How does a woman have sex with another woman? Can a transgender person change both their internal and external sexual organs? Why would a gay person marry someone of the opposite sex and have children with them?
A lot of “awkward questions” came out into the fresh air at JASS’ discussion in East Timor about lesbian, gay, bisexual, transgender and intersex issues. Twenty young women (and two men) from JASS’ young women’s network gathered to clear up confusion. “We don’t always know how to respond to challenging questions like these,” said one woman, or how to talk about LGBTI.
The discussion was designed to help young people respond to these types of questions when they’re doing movement-building work on women’s rights in all sorts of communities. They also had some of their own questions, like whether sexual orientation is a choice or something we are born with, or whether HIV/AIDS can be transmitted during gay sex. Young Timorese women are expected to get married and have children – sometimes, it’s easier for a gay person to succumb to pressure than be open about their identity and risk rejection by family and peers.
In Timor L’este it’s a little easier to be a gay man than it is to be a lesbian as gay men are more visible, while lesbians have to hide their identity because of misunderstanding and stigma (and of course patriarchy). The approach to homosexuality in this predominantly Catholic country is heavily influenced by the Catholic Church. Sunday mass is often an opportunity to talk about the “immorality” of homosexual behavior. When Timor L’este’s constitution was formulated in 2002, an early version promised to guarantee rights for all sexual orientations but, under pressure from the Church, 52 out of 88 members of parliament voted against it. That left the gay community susceptible to marginalization, discrimination and even violence.
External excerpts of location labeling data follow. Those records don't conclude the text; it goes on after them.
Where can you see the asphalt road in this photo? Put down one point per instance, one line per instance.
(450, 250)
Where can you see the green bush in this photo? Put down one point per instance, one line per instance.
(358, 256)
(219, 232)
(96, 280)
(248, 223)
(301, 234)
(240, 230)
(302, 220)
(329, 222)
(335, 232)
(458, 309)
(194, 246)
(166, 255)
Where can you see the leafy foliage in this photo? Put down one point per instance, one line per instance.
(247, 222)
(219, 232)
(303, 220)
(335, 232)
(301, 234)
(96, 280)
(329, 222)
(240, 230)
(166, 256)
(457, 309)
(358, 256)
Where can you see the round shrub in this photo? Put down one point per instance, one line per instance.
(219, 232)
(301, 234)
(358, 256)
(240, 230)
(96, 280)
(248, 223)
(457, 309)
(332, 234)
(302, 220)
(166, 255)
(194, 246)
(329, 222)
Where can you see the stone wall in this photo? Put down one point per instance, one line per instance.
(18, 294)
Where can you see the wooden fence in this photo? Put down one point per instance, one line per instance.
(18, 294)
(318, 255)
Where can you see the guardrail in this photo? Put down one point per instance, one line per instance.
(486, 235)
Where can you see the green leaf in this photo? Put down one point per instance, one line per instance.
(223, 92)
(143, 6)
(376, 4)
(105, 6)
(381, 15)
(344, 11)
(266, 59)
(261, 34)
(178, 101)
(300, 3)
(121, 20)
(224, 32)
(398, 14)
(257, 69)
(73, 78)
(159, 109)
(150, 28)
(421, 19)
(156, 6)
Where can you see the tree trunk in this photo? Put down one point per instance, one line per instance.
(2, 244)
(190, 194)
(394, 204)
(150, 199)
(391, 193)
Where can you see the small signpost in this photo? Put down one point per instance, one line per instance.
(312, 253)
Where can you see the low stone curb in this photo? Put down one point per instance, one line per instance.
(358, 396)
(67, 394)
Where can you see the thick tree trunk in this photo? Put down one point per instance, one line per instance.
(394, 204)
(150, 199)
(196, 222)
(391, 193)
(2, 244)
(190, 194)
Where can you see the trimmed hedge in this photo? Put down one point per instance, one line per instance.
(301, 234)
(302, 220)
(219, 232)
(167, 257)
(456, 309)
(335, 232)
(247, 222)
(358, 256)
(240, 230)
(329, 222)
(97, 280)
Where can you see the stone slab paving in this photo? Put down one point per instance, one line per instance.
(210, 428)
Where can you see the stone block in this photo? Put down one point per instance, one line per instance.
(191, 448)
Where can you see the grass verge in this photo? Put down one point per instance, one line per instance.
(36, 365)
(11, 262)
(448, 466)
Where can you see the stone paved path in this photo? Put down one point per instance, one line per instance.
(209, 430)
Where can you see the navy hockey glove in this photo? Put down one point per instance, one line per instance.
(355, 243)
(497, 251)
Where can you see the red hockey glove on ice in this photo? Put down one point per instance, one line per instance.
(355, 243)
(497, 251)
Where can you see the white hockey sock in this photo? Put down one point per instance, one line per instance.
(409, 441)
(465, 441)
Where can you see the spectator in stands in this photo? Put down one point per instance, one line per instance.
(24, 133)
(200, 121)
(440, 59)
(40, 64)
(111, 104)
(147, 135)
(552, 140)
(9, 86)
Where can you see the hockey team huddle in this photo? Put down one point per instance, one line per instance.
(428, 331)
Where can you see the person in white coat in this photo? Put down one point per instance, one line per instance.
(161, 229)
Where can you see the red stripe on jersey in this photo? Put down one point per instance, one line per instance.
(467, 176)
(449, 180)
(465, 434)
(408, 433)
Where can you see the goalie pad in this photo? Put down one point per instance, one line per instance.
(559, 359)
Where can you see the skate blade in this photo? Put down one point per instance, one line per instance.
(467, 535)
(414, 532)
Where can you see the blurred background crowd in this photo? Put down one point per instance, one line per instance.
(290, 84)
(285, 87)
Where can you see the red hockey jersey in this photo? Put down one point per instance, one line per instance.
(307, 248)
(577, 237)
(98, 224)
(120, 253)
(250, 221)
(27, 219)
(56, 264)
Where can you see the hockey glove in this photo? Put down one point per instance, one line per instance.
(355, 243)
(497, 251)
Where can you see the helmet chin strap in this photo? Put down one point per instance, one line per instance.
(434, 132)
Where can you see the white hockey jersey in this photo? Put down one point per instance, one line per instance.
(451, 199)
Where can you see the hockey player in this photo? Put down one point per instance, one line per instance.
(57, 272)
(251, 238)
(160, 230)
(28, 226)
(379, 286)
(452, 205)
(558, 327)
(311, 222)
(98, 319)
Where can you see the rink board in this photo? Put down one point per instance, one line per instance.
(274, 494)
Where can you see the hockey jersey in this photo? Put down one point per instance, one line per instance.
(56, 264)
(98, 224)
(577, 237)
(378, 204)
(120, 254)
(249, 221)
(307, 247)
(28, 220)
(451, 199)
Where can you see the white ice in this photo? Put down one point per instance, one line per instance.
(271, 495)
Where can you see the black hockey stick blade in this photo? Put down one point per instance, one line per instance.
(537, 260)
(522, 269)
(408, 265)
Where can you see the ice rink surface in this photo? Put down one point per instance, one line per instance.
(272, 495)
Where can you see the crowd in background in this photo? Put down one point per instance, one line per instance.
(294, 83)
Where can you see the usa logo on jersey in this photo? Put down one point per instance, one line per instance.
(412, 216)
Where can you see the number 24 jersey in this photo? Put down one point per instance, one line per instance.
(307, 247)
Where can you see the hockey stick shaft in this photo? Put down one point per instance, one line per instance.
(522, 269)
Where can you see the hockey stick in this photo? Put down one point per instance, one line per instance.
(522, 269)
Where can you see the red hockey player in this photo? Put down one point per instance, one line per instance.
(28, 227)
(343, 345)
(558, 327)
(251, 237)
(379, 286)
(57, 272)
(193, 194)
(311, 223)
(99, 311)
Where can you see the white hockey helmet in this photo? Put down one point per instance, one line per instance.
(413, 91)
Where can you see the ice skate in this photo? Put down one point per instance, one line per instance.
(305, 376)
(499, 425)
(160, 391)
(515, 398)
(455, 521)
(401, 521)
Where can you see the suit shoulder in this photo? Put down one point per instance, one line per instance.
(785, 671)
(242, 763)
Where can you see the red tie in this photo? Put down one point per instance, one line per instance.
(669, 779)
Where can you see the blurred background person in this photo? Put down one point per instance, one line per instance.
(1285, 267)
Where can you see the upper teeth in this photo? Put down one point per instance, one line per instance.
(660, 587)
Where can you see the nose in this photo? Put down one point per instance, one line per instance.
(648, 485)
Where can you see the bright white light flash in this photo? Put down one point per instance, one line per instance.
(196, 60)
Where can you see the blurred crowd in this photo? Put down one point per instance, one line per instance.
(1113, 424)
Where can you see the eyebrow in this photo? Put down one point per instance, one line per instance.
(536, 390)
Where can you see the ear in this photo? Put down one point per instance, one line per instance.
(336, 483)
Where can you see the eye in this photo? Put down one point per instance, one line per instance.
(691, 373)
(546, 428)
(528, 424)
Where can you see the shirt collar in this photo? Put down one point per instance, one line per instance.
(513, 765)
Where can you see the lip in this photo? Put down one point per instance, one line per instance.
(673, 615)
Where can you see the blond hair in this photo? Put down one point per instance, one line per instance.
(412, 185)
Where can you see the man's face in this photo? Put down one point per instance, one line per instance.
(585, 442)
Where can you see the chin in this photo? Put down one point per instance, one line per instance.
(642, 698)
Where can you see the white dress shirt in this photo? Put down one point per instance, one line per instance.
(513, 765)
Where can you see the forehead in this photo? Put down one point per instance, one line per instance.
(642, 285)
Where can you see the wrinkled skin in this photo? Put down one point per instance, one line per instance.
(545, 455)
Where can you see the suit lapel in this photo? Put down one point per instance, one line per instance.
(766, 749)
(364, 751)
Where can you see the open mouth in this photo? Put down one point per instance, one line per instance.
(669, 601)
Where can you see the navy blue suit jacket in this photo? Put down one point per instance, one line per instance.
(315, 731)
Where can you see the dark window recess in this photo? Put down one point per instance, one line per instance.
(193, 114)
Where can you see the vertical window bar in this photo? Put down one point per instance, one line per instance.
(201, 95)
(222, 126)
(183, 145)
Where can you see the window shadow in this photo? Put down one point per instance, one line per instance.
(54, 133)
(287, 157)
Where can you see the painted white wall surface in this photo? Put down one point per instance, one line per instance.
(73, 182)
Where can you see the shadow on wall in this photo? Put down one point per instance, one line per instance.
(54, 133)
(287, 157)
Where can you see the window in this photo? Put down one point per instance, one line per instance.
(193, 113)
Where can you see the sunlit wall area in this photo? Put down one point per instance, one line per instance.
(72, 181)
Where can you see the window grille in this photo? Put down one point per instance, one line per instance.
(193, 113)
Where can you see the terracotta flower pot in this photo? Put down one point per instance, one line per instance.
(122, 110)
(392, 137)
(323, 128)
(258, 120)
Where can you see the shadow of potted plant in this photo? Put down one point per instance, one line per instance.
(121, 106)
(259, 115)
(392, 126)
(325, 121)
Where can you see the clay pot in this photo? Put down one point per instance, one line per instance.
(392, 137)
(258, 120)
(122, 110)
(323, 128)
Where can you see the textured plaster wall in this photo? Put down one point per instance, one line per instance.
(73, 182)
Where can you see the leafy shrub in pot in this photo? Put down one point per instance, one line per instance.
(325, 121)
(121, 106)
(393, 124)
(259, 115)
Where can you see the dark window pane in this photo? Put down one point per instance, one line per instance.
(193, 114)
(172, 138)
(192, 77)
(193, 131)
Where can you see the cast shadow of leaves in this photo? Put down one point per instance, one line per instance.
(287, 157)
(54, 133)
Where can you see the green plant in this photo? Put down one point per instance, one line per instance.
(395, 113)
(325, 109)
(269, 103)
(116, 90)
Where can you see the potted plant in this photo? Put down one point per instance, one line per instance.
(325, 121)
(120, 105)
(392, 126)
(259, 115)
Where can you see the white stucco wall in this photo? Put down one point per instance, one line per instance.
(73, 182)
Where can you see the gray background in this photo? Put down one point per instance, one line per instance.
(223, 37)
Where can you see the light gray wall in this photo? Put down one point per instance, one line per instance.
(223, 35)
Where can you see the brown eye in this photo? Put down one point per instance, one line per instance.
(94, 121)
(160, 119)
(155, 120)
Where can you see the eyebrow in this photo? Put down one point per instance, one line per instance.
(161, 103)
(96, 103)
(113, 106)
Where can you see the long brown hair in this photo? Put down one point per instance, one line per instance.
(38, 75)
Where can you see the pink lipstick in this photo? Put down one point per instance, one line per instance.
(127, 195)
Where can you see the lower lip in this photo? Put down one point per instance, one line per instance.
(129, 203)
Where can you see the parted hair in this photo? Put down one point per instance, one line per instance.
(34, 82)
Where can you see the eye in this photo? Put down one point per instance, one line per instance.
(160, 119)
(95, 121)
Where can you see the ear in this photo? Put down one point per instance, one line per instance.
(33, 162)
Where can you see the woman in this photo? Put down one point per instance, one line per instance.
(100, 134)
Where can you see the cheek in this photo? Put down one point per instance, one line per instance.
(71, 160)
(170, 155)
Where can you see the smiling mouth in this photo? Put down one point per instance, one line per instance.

The JASS conversation finished with a broader understanding of sex and sexuality rights. The group agreed on the importance of an inclusive women’s movement dedicated to combatting discrimination in all forms. In a country less than a decade old, it is the responsibility of young leaders to reduce stigma and homophobia, and to contribute to a more tolerant society where ALL people can feel free to be themselves. Three key strategies to achieve this goal were recommended: 1. Take responsibility to get informed about the facts yourself so that you can educate others; 2. In your work with communities, create open and safe spaces like this one to promote discussion for greater understanding and acceptance; and 3. Speak up when you hear people making jokes or derogatory comments about the LGBTI community.